Iteration Spaces: IndexSets and Segments¶
Key RAJA features shown in this example:
RAJA::forall
loop execution templateRAJA::RangeSegment
(i.e.,RAJA::TypedRangeSegment
) iteration space constructRAJA::TypedListSegment
iteration space constructRAJA::IndexSet
iteration construct and associated execution policies
The example uses a simple daxpy kernel and its usage of RAJA is similar to previous simple loop examples. The example focuses on how to use RAJA index sets and iteration space segments, such as index ranges and lists of indices. These features are important for applications and algorithms that use indirection arrays for irregular array accesses. Combining different segment types, such as ranges and lists in an index set allows a user to launch different iteration patterns in a single loop execution construct (i.e., one kernel). This is something that is not supported by other programming models and abstractions and is unique to RAJA. Applying these concepts judiciously can increase performance by allowing compilers to optimize for specific segment types (e.g., SIMD for range segments) while providing the flexibility of indirection arrays for general indexing patterns.
Note
For the following examples, it is useful to remember that all
RAJA segment types are templates, where the type of the index
value is the template argument. So for example, the basic RAJA
range segment type is RAJA::TypedRangeSegment<T>
. The type
RAJA::RangeSegment
used here (for convenience) is a type alias
for RAJA::TypedRangeSegment<RAJA::Index_type>
, where the
template parameter is a default index type that RAJA defines.

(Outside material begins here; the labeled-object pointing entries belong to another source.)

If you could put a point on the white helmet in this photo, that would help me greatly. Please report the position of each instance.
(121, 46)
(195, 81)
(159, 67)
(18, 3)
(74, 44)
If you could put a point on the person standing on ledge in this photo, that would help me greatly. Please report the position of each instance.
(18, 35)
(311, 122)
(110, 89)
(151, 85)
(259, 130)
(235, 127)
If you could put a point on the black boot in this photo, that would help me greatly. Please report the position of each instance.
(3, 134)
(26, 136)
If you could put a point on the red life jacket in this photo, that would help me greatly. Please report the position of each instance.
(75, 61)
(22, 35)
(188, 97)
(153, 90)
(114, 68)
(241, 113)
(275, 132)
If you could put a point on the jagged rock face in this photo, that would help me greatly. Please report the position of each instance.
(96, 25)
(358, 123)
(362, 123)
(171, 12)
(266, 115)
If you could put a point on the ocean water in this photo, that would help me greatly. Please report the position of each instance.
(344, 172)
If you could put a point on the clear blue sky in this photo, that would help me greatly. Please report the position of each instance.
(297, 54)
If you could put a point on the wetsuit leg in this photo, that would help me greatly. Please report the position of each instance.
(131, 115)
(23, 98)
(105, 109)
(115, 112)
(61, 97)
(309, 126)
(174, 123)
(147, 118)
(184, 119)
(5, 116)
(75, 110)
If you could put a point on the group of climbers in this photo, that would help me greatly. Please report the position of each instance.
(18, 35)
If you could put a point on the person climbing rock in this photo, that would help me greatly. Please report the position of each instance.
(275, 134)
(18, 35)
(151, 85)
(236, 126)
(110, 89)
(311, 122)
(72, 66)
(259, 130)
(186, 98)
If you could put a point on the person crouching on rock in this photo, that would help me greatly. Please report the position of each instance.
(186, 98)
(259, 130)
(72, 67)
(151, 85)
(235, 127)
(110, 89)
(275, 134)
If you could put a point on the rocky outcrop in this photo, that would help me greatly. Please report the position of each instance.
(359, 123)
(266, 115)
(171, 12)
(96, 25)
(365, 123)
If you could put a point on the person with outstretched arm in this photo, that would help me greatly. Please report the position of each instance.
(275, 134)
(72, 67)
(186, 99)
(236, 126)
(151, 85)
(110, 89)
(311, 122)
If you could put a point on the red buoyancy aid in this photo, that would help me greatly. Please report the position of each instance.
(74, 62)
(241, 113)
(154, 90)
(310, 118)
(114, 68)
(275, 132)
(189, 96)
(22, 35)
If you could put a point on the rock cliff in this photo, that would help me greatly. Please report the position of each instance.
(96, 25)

For a summary discussion of RAJA segment and index set concepts, please see Indices, Segments, and IndexSets.
RAJA Segments¶
In previous examples, we have seen how to define a contiguous range of loop
indices [0, N) with a RAJA::RangeSegment
object and use it in a RAJA
loop execution template to run a loop kernel over the range. For example:
RAJA::forall<RAJA::seq_exec>(RAJA::RangeSegment(0, N), [=] (IdxType i) {
a[i] += b[i] * c;
});
We can accomplish the same result by enumerating the indices in a
RAJA::TypedListSegment
object. Here, we assemble the indices in a standard
vector, create a list segment from that, and then pass the list segment to the
forall execution template:
std::vector<IdxType> idx;
for (IdxType i = 0; i < N; ++i) {
idx.push_back(i);
}
ListSegType idx_list( &idx[0], idx.size(), host_res );
RAJA::forall<RAJA::seq_exec>(idx_list, [=] (IdxType i) {
a[i] += b[i] * c;
});
Note that we are using the following type aliases:
using IdxType = RAJA::Index_type;
using ListSegType = RAJA::TypedListSegment<IdxType>;
Recall from discussion in Indices, Segments, and IndexSets that RAJA::Index_type
is
a default index type that RAJA defines and which is used in some RAJA
constructs as a convenience for users who want a simple mechanism to apply
index types consistently.
It is important to understand what happens when using list segments. During loop execution, indices stored in the list segment are passed to the loop body one-by-one, effectively mimicking an indirection array except that the indirection does not appear in the loop body. For example, we can reverse the order of the indices, run the loop with a new list segment object, and get the same result since the loop is data-parallel:
std::reverse( idx.begin(), idx.end() );
ListSegType idx_reverse_list( &idx[0], idx.size(), host_res );
RAJA::forall<RAJA::seq_exec>(idx_reverse_list, [=] (IdxType i) {
a[i] += b[i] * c;
});
Alternatively, we can also use a RAJA strided range segment to run the loop in reverse by giving it a stride of -1. For example:
RAJA::forall<RAJA::seq_exec>(RAJA::RangeStrideSegment(N-1, -1, -1),
[=] (IdxType i) {
a[i] += b[i] * c;
});
The fact that RAJA always passes loop index values to lambdas in a kernel explains why we can run a kernel with multiple segment types in a single RAJA construct as we discuss next.
RAJA IndexSets¶
The RAJA::TypedIndexSet
template is a container that can hold
any number of segments, of the same or different types. An index set object
can be passed to a RAJA loop execution method, just like a segment, to
run a loop kernel. When the loop is run, the execution method iterates
over the segments and the loop indices in each segment. Thus, the loop
iterates can be grouped into different segments to partition the iteration
space and iterate over the loop kernel chunks (defined by segments), in
serial, in parallel, or in some specific dependency ordering. Individual
segments can be executed in serial or parallel.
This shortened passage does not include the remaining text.